Venedig leidet nicht wie andere Städte an der Gentrifizierung, sondern am Overtourism. Hier ist es nicht so, dass die ärmeren Schichten durch wohlhabendere ersetzt worden wären, in Venedig werden die Einwohner ausschließlich durch Touristen ersetzt.
Wieso sind die Bürgerinitiativen so machtlos? Als Beispiel führen Sie den Kampf um Poveglia an, eine der letzten Laguneninseln, die noch keinem Investor zum Opfer fiel.
Gerade diese Bürgerinitiative war keineswegs machtlos: Sie hat dank eines erfolgreichen Crowdfundings vorerst vereitelt, dass Poveglia dem Bürgermeister, einem Milliardär, verkauft wird. Wir venezianischen Bürger sind der Sand im Getriebe.
Sehr gelacht habe ich bei der Beschreibung Ihres Sturzes in den Canal Grande – wie ein Zuschauer im Zirkus, der den purzelnden Clown beobachtet. Wieso ergötzen wir uns am Missgeschick von anderen?
Ich hätte auch gelacht, wenn ich gesehen hätte, wie eine Frau im pinkfarbenen Kleid in den Canal Grande fällt und dann wie ein toter Walfisch an Bord gezogen wird.
Todtraurig ist hingegen der Umzug von Alberto, dem Fischer, nach Mestre. Wieder ein Venezianer verloren. Wie ließe sich das umkehren?

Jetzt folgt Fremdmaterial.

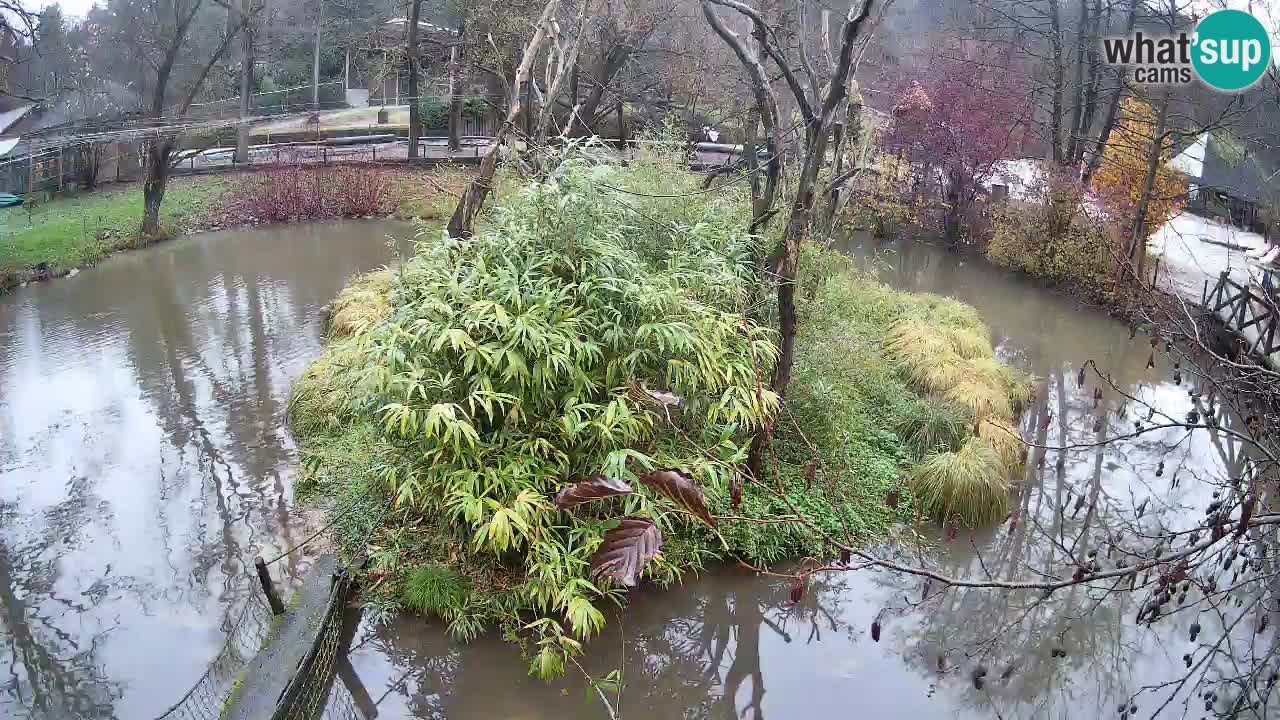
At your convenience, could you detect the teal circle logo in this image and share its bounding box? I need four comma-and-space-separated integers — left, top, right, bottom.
1192, 10, 1271, 91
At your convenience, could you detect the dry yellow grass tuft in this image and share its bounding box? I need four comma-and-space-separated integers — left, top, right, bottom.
329, 270, 393, 337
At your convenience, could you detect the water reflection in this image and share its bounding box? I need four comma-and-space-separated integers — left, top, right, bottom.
0, 223, 410, 719
340, 238, 1247, 720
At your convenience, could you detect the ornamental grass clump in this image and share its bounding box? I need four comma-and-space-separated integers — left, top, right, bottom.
883, 296, 1032, 527
914, 437, 1009, 527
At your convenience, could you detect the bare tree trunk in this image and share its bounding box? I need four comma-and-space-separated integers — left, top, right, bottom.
311, 0, 324, 110
404, 0, 422, 160
742, 105, 760, 207
530, 0, 588, 145
234, 0, 253, 163
1064, 0, 1089, 165
1084, 0, 1138, 186
449, 0, 559, 238
1128, 90, 1170, 283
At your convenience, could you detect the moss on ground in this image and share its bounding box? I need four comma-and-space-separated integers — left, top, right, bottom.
291, 159, 1027, 661
0, 176, 228, 283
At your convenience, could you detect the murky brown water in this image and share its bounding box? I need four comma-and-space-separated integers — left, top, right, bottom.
0, 223, 1259, 720
337, 238, 1259, 720
0, 222, 411, 720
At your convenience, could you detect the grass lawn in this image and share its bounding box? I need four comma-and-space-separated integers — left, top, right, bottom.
0, 167, 471, 292
0, 176, 229, 280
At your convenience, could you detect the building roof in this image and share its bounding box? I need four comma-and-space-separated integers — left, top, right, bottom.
1169, 131, 1280, 201
0, 102, 36, 133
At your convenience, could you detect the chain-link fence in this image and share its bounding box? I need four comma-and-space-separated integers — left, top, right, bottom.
156, 592, 273, 720
271, 569, 351, 720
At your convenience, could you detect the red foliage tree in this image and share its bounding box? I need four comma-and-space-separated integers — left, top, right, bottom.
882, 44, 1030, 245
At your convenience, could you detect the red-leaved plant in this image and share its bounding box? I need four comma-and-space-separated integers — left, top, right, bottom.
230, 165, 396, 223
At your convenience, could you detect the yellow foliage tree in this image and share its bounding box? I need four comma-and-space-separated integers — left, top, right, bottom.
1093, 97, 1187, 240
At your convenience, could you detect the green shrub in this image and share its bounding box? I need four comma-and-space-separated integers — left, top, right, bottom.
292, 146, 1029, 675
403, 564, 471, 620
987, 202, 1112, 292
297, 155, 777, 671
895, 398, 973, 457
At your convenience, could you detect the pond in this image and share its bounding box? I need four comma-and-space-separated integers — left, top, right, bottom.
0, 223, 1243, 720
0, 222, 412, 720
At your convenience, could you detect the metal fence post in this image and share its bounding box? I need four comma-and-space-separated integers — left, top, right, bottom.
253, 555, 284, 615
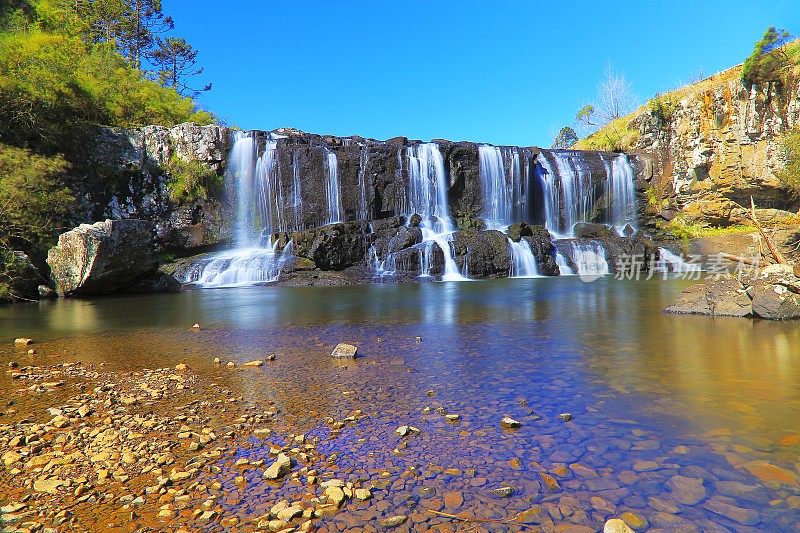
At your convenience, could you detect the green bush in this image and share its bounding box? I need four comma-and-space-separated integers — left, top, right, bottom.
167, 156, 223, 203
775, 129, 800, 198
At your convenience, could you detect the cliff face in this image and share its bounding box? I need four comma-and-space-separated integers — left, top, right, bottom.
90, 124, 644, 251
629, 67, 800, 225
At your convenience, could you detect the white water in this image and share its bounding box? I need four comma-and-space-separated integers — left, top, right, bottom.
325, 148, 342, 224
508, 239, 539, 278
407, 143, 467, 281
183, 132, 301, 288
570, 241, 609, 277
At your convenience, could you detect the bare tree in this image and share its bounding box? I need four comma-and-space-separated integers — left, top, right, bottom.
596, 64, 636, 124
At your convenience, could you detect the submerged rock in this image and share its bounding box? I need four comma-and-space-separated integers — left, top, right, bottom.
47, 220, 162, 296
331, 342, 358, 359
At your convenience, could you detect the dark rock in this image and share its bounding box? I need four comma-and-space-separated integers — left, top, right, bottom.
666, 279, 752, 317
47, 220, 157, 296
453, 230, 511, 278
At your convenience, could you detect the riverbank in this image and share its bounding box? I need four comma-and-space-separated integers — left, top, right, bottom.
0, 278, 800, 531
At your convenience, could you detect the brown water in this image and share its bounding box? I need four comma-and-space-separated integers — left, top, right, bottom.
0, 278, 800, 531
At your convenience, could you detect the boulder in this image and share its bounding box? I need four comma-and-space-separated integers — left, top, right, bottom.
47, 220, 157, 296
453, 230, 511, 278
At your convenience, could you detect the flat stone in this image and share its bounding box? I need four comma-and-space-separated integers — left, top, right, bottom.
331, 342, 358, 359
262, 453, 292, 479
667, 475, 706, 505
603, 518, 634, 533
444, 491, 464, 509
703, 496, 759, 526
381, 515, 408, 527
33, 479, 67, 494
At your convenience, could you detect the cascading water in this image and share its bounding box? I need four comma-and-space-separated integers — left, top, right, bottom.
478, 144, 538, 278
183, 132, 299, 288
603, 154, 636, 229
324, 148, 342, 224
407, 143, 467, 281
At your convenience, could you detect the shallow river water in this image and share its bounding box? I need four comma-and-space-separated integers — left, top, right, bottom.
0, 278, 800, 531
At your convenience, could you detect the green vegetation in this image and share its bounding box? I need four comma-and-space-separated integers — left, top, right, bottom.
551, 126, 578, 148
775, 129, 800, 198
574, 117, 639, 152
742, 26, 792, 86
647, 93, 680, 127
167, 156, 223, 202
0, 0, 216, 298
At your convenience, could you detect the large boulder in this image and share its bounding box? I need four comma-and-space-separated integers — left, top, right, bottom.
47, 220, 158, 296
453, 230, 511, 278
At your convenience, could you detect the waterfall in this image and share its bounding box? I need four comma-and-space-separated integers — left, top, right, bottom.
508, 239, 539, 278
292, 149, 303, 230
551, 151, 594, 235
536, 154, 561, 235
478, 144, 512, 229
406, 143, 466, 281
225, 131, 256, 246
556, 239, 610, 278
182, 132, 302, 288
603, 154, 636, 229
324, 148, 342, 224
358, 145, 369, 220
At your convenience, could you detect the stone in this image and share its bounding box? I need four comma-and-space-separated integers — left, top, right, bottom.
667, 475, 706, 505
33, 478, 67, 494
703, 496, 760, 526
323, 486, 345, 507
331, 342, 358, 359
603, 518, 634, 533
353, 489, 372, 501
262, 453, 292, 479
380, 515, 408, 528
47, 219, 157, 296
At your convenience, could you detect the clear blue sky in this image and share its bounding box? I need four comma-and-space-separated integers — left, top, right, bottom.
164, 0, 800, 146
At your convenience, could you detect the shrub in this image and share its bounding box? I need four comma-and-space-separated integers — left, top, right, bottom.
775, 129, 800, 199
167, 156, 223, 203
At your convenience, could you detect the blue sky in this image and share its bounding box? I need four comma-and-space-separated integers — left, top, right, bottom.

Indem Venedig bei der Europäischen Union einen Spezialstatus beantragt, der der Stadt aufgrund der Insellage zustunde, nicht aber, solange Venedig zusammen mit dem Festland regiert wird. Die einzige Lösung: Venedig muss autonom werden, um über sein Schicksal selbst bestimmen zu können.

400 Gondoliere gibt es in der Stadt, Ihre Freunde scheinen sie nicht zu sein.
Die Gondolieri sind eine einflussreiche, mit allen venezianischen Wassern gewaschene Kaste. Und ein Kulturgut noch dazu, wie heilige Kühe in Indien. Glücklicherweise gibt es unter ihnen auch noch einige, die nicht nur das Geld, sondern auch Venedig lieben.
Der Venezianer an Ihrer Seite, Venezianer Doc, wie Sie ihn nennen, scheint stoischer zu sein als Sie: Fatalismus oder eine kluge Art, die Nerven zu schonen?
Er ist diplomatischer als ich. Leben und leben lassen ist eine der Basisregeln des Zusammenlebens in einer kleinen Stadt wie Venedig.